O presente é uma afinação de espíritos, transcende o limite do apenas material. Provei esse sentimento. Um dia, não faz tanto tempo, recebi uma ligação da médica Joaquina Fernandes, Dra. Quinquina, como a chamo carinhosamente. Pediu que fosse ao seu apartamento no Edifício Juvenal Lamartine, na Trairi. Era para receber de presente as duas pequenas poltronas de couro que Oswaldo Lamartine e Dona Ludy usavam no Rio. Hoje vivem aqui. Nada foi tão emocionante.
PALCO
RISCO – Mesmo na hipótese de uma denúncia falsa, pode ser um erro o prefeito Alysson Bezerra subestimar a denúncia contra os valores de obras contratadas pela Prefeitura. O MP estaria de olho.
ATENÇÃO – A História de Ceará Mirim é o próximo livro – dos inéditos de Câmara Cascudo a ser lançado pelo Instituto Ludovicus. Daliana Cascudo, a sua presidente, já articula a publicação.
GESTO – Desalojada do Memorial Câmara Cascudo e do Centro de Pesquisa, duas instituições do governo, a Comissão Estadual do Folclore alugou uma sala no Alecrim. Para se manter viva.
LEÕES – O Senado e a Câmara são as novas arenas da Roma dos Césares que soltavam os leões famintos para que devorassem os gladiadores que perdiam a luta. A barbárie nasceu na civilização.
RETRATO – Esse foi o retrato que ficou diante da ferocidade dos senadores no encontro grosseiro da ministra Marina Silva.
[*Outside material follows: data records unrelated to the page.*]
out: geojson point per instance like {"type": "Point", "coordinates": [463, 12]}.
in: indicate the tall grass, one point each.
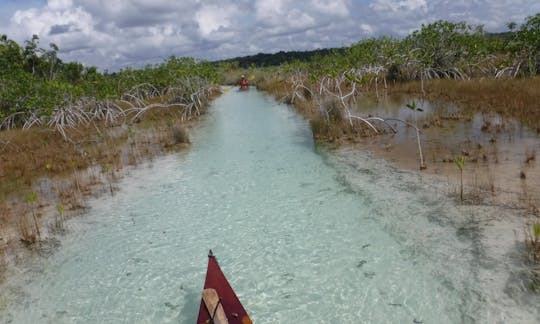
{"type": "Point", "coordinates": [518, 98]}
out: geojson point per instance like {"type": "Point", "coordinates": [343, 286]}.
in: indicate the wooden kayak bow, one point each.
{"type": "Point", "coordinates": [219, 303]}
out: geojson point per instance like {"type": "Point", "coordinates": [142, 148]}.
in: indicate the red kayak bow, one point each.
{"type": "Point", "coordinates": [219, 303]}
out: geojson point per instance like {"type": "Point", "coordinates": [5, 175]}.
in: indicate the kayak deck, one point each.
{"type": "Point", "coordinates": [219, 303]}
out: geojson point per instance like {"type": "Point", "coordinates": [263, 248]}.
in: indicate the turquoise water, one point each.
{"type": "Point", "coordinates": [304, 236]}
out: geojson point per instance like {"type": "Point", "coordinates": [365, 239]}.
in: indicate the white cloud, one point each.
{"type": "Point", "coordinates": [212, 18]}
{"type": "Point", "coordinates": [111, 34]}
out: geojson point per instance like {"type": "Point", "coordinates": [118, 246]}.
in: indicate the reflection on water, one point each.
{"type": "Point", "coordinates": [304, 236]}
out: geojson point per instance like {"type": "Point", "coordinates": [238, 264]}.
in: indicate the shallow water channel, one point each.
{"type": "Point", "coordinates": [304, 236]}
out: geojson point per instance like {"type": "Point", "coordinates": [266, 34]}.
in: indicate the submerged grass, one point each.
{"type": "Point", "coordinates": [40, 169]}
{"type": "Point", "coordinates": [518, 98]}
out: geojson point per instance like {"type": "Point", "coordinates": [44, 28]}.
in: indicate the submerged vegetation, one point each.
{"type": "Point", "coordinates": [60, 122]}
{"type": "Point", "coordinates": [75, 127]}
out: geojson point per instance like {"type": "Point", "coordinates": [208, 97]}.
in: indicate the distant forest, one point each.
{"type": "Point", "coordinates": [277, 59]}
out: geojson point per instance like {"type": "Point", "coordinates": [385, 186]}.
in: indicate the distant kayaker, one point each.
{"type": "Point", "coordinates": [243, 82]}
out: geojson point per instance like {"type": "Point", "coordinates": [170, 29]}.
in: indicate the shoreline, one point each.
{"type": "Point", "coordinates": [74, 188]}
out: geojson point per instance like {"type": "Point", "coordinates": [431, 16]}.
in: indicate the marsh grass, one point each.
{"type": "Point", "coordinates": [518, 98]}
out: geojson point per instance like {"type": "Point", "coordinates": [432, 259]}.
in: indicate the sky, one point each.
{"type": "Point", "coordinates": [114, 34]}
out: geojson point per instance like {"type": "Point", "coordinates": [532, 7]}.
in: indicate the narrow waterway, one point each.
{"type": "Point", "coordinates": [304, 236]}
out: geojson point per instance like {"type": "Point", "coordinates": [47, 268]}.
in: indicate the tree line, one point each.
{"type": "Point", "coordinates": [38, 88]}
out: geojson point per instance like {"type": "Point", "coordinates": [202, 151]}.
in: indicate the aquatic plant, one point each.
{"type": "Point", "coordinates": [415, 108]}
{"type": "Point", "coordinates": [460, 163]}
{"type": "Point", "coordinates": [59, 217]}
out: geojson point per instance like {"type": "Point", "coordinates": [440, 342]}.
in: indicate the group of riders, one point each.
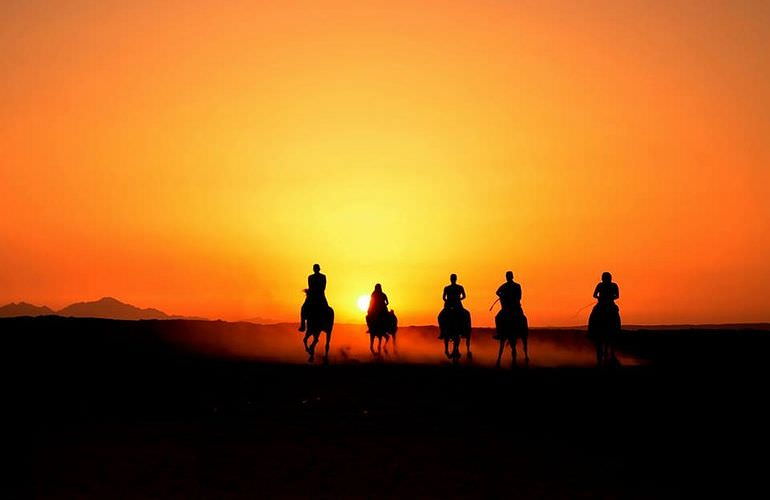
{"type": "Point", "coordinates": [455, 321]}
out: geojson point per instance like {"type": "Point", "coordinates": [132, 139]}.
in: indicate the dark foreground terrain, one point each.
{"type": "Point", "coordinates": [120, 409]}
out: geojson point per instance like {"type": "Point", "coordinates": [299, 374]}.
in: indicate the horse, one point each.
{"type": "Point", "coordinates": [385, 325]}
{"type": "Point", "coordinates": [509, 326]}
{"type": "Point", "coordinates": [455, 324]}
{"type": "Point", "coordinates": [320, 319]}
{"type": "Point", "coordinates": [603, 327]}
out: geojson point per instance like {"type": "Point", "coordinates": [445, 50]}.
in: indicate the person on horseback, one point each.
{"type": "Point", "coordinates": [510, 322]}
{"type": "Point", "coordinates": [378, 304]}
{"type": "Point", "coordinates": [453, 296]}
{"type": "Point", "coordinates": [315, 295]}
{"type": "Point", "coordinates": [509, 295]}
{"type": "Point", "coordinates": [604, 321]}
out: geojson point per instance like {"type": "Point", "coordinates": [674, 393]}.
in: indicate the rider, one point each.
{"type": "Point", "coordinates": [315, 296]}
{"type": "Point", "coordinates": [453, 296]}
{"type": "Point", "coordinates": [510, 298]}
{"type": "Point", "coordinates": [378, 303]}
{"type": "Point", "coordinates": [607, 292]}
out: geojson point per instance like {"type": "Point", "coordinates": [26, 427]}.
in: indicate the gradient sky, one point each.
{"type": "Point", "coordinates": [200, 157]}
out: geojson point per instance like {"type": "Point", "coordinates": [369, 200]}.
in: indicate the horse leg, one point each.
{"type": "Point", "coordinates": [328, 343]}
{"type": "Point", "coordinates": [456, 349]}
{"type": "Point", "coordinates": [468, 346]}
{"type": "Point", "coordinates": [311, 351]}
{"type": "Point", "coordinates": [524, 346]}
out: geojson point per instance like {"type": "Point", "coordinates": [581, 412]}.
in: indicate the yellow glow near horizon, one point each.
{"type": "Point", "coordinates": [199, 157]}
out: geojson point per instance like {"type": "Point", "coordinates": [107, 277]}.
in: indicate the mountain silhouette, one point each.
{"type": "Point", "coordinates": [24, 309]}
{"type": "Point", "coordinates": [108, 307]}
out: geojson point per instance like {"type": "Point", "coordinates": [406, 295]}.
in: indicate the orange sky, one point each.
{"type": "Point", "coordinates": [199, 158]}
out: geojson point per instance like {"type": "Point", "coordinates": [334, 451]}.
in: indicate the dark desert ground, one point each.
{"type": "Point", "coordinates": [198, 409]}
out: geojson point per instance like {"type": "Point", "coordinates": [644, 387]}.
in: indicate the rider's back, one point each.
{"type": "Point", "coordinates": [510, 295]}
{"type": "Point", "coordinates": [606, 293]}
{"type": "Point", "coordinates": [316, 285]}
{"type": "Point", "coordinates": [453, 294]}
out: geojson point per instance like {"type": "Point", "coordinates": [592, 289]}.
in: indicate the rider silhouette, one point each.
{"type": "Point", "coordinates": [604, 321]}
{"type": "Point", "coordinates": [510, 298]}
{"type": "Point", "coordinates": [606, 292]}
{"type": "Point", "coordinates": [453, 296]}
{"type": "Point", "coordinates": [378, 301]}
{"type": "Point", "coordinates": [315, 294]}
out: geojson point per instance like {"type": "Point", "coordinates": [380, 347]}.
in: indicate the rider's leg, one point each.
{"type": "Point", "coordinates": [302, 317]}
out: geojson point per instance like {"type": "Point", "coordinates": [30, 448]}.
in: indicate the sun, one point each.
{"type": "Point", "coordinates": [363, 302]}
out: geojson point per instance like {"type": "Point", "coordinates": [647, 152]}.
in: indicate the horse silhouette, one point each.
{"type": "Point", "coordinates": [455, 324]}
{"type": "Point", "coordinates": [511, 324]}
{"type": "Point", "coordinates": [603, 327]}
{"type": "Point", "coordinates": [383, 325]}
{"type": "Point", "coordinates": [320, 318]}
{"type": "Point", "coordinates": [604, 321]}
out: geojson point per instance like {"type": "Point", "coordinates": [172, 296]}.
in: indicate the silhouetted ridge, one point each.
{"type": "Point", "coordinates": [109, 307]}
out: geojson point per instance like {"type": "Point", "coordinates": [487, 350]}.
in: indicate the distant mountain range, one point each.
{"type": "Point", "coordinates": [106, 307]}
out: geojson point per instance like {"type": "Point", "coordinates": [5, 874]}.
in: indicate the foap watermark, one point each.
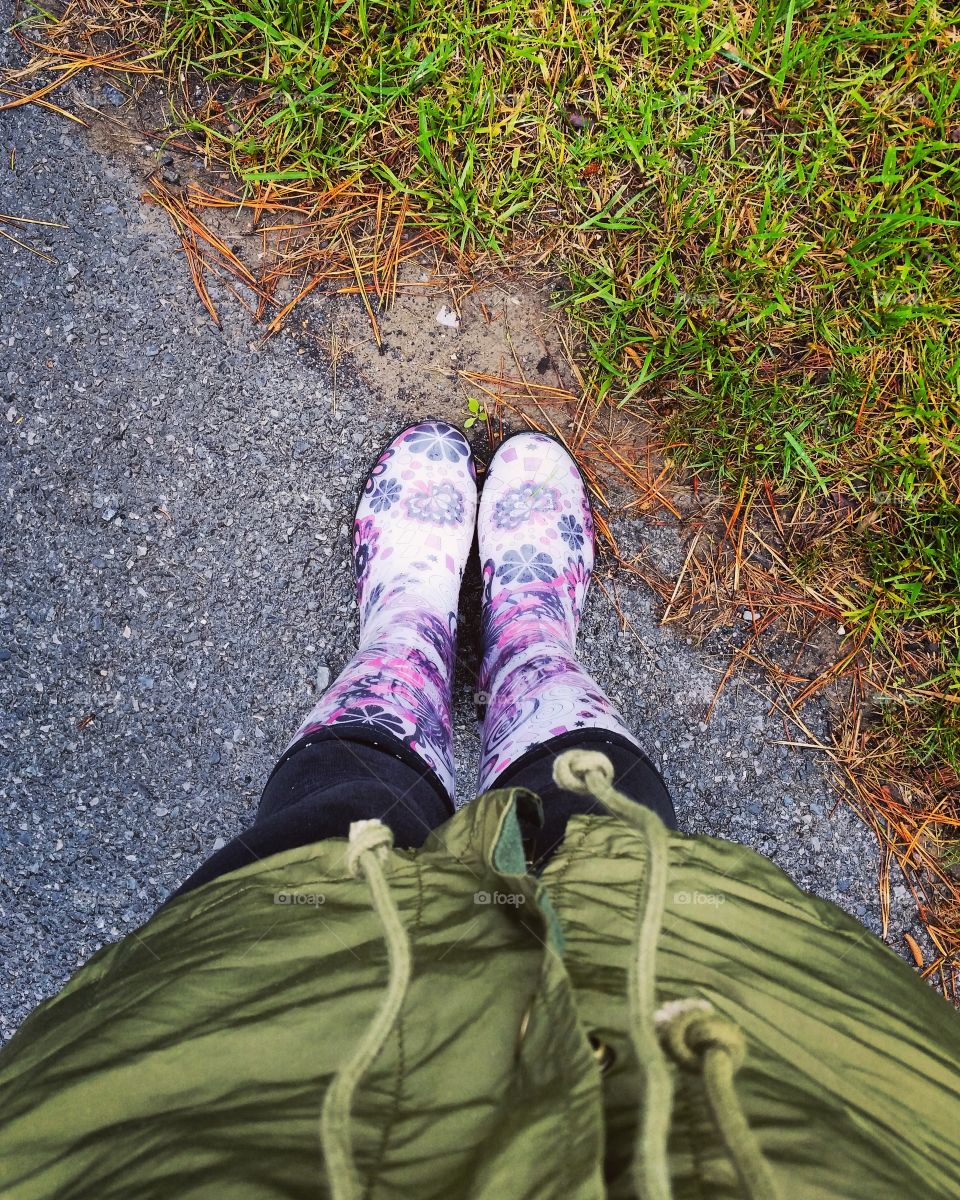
{"type": "Point", "coordinates": [706, 899]}
{"type": "Point", "coordinates": [300, 899]}
{"type": "Point", "coordinates": [515, 899]}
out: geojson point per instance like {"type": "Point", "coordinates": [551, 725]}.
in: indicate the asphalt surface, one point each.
{"type": "Point", "coordinates": [175, 587]}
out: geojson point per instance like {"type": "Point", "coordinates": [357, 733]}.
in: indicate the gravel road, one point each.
{"type": "Point", "coordinates": [175, 586]}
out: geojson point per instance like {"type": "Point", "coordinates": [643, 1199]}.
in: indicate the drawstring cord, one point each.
{"type": "Point", "coordinates": [697, 1037]}
{"type": "Point", "coordinates": [690, 1030]}
{"type": "Point", "coordinates": [369, 845]}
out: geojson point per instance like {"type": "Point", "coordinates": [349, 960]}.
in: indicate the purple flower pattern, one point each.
{"type": "Point", "coordinates": [411, 539]}
{"type": "Point", "coordinates": [528, 502]}
{"type": "Point", "coordinates": [535, 532]}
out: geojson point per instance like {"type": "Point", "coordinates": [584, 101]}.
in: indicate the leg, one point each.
{"type": "Point", "coordinates": [537, 549]}
{"type": "Point", "coordinates": [379, 742]}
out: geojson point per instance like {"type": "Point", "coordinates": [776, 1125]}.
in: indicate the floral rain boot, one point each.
{"type": "Point", "coordinates": [537, 549]}
{"type": "Point", "coordinates": [411, 539]}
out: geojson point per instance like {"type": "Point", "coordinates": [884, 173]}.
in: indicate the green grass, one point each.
{"type": "Point", "coordinates": [755, 207]}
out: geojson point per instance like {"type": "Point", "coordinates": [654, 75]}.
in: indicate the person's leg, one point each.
{"type": "Point", "coordinates": [537, 549]}
{"type": "Point", "coordinates": [379, 742]}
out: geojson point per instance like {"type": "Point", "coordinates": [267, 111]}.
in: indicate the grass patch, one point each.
{"type": "Point", "coordinates": [755, 207]}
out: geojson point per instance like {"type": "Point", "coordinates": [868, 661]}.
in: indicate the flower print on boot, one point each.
{"type": "Point", "coordinates": [537, 549]}
{"type": "Point", "coordinates": [411, 539]}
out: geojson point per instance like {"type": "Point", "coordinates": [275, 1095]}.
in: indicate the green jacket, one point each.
{"type": "Point", "coordinates": [196, 1057]}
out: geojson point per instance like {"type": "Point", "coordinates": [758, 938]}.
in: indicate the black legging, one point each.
{"type": "Point", "coordinates": [324, 783]}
A política transformou os plenários dos parlamentos por um novo ringue.
MÚSICA – O Monsenhor Pedro Ferreira lança, a partir das 11h, na Cooperativa – livraria do Campus, UFRN – “Polifonia, Música e Sacralidade”. E com a apresentação, ao vivo, de um coral.
POESIA – De Ribeiro Couto, saudoso de Santos, onde viveu a infância, simples e calma: “Vem à minha memória o tempo de menino, / casa em que eu morava e o mato que havia em frente”.
POBRE – De Nino, o filósofo melancólico do Beco da Lama, indo além da falta de dinheiro para explicar a pobreza maior: “O regozijo da falsa glória é o que mais empobrece o espírito humano”.
CAMARIM
ENGENHO – A chapa para o Senado tem um engenho: o segundo voto, depois do hoje senador Styvenson Valentim, precisa ser de Álvaro Dias, como o segundo voto de Álvaro Dias precisa ser para Styvenson Valentim. Sob pena da oposição ocupar uma das duas vagas e um dos dois sobrar.
JOGO – É esse jogo político que alguns observadores apontam como a única forma de evitar que as urnas elejam Fátima Bezerra ou Zenaide Maia. Foi assim que saíram eleitos para o Senado José Agripino e Lavoisier Maia, mesmo com a derrota de João Faustino ao governo para Geraldo Melo.
LUTA – A família do teatrólogo Sandoval Wanderley vai reivindicar da Prefeitura, a quem pertence o teatro, a aposição do seu nome completo na fachada do teatro. A família Wanderley é parte da história cultural desta vila que parece sem dono.